Dieses Geständnis erweist die salbungsvollen Worte auf Goethe im Kreise der Trauergemeinde als lediglich taktisch gelöste Pflichtaufgabe ohne menschliche Anteilnahme. Umso bitterer klingt dies vor dem Hintergrund, dass Goethe Röhr als vermeintlichen Vertreter einer von Toleranz und Vernunft geprägten Theologie stets geschätzt und ihn zeitweise gar als seinen Testamentsvollstrecker in Erwägung gezogen hatte. An Herzog Carl August schrieb er anlässlich von Röhrs Antrittsbesuch am 6. Oktober 1820 aus Jena: [...] ich befreundete mich alsobald mit ihm; an guter Wirkung, die von ihm ausgehen wird, zweifle ich keineswegs; persönlich aber freut mich sehr die Hoffnung, daß ich mit ihm in ein gutes Verhältniß werde treten können.

Obwohl man sich in den Folgejahren regelmäßig begegnete, scheint Röhr von Anfang an innerlich distanziert geblieben zu sein - und in diesem Sinne wirken seine Abschiedsworte über den dezidirte[n] Nichtkrist[en][28] Goethe in der Fürstengruft konsequent.

 

Dr. MANFRED WENZEL promovierte 1983 mit einer Arbeit über "Goethe und Darwin. Goethes morphologische Schriften in ihrem naturwissenschaftshistorischen Kontext". Seit 1984 ist er in unterschiedlichen Projekten der Akademie der Wissenschaften und der Literatur, Mainz, als wissenschaftlicher Mitarbeiter tätig. In der Goethe-Forschung hat er als Autor und Herausgeber an mehreren Standardwerken mitgewirkt.

 

Bestand: Herzogin Anna Amalia Bibliothek, Weimar
Signatur: 10043
Enthalten in: Ralf Georg Bogner (Hg.), Goethes Aufstieg ins Elysium. Nachrufe auf einen deutschen Klassiker.
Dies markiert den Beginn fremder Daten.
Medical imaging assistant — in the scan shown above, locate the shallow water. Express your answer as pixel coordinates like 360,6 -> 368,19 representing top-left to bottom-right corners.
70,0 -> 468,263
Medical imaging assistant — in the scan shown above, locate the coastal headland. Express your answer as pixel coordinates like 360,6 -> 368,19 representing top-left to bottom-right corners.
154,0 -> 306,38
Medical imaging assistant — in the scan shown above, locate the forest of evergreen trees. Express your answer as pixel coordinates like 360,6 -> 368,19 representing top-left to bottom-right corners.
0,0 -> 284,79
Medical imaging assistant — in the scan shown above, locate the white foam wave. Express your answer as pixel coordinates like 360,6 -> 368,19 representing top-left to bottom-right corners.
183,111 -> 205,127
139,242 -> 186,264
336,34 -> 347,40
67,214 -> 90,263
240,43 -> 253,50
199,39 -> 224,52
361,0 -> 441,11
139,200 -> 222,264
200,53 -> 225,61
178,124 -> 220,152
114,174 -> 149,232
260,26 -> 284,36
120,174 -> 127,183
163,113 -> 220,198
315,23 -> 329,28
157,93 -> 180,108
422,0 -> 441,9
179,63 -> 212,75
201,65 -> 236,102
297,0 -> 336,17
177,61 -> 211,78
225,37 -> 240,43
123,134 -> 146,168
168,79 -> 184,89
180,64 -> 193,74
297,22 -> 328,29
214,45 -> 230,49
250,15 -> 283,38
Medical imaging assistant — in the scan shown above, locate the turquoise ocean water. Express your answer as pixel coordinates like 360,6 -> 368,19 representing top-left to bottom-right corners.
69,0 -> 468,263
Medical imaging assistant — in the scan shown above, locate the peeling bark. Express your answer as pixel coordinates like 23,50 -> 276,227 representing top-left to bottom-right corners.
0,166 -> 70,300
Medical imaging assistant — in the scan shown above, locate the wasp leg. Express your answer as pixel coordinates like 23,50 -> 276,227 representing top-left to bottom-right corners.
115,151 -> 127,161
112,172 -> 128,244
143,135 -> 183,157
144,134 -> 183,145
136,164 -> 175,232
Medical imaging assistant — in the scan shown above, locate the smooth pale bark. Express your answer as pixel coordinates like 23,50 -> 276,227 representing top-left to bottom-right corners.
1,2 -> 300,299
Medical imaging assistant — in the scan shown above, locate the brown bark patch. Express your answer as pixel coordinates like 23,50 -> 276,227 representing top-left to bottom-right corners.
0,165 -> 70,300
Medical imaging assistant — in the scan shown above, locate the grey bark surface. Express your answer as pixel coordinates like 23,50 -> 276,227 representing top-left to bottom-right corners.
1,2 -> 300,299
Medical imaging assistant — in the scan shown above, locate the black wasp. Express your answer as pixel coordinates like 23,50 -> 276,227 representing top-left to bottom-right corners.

Dokumente 1832-1835 (Bibliotheca funebris 2), Heidelberg 1998

 

Anmerkungen:

[1] Zitiert aus Brief von Friedrich von Müller an Carl Friedrich Zelter, datiert am 29. März 1832, in: Jahrbuch der Goethe-Gesellschaft 14 (1928), S. 215.

[2] Ebd., S. 214. - Eine derartige Verfahrensweise war in Weimar verboten und bedurfte einer Sondergenehmigung.

[3] Trauerworte bei von Goethe's Bestattung am 26sten März 1832. Gesprochen von D. Johann Friedrich Röhr [...], Weimar [1832]; zeitgleich erschienen in Magazin für christliche Prediger 5 (1832), H. 1, S. 240-243; zuletzt u.a. veröffentlicht in Ralf Georg Bogner (Hg.), Goethes Aufstieg ins Elysium. Nachrufe auf einen deutschen Klassiker. Dokumente 1832-1835 (Bibliotheca funebris 2), Heidelberg 1998, S. 25-28. Der vollständige Text der Trauerrede Röhrs ist über den Link am Ende des Artikels abrufbar.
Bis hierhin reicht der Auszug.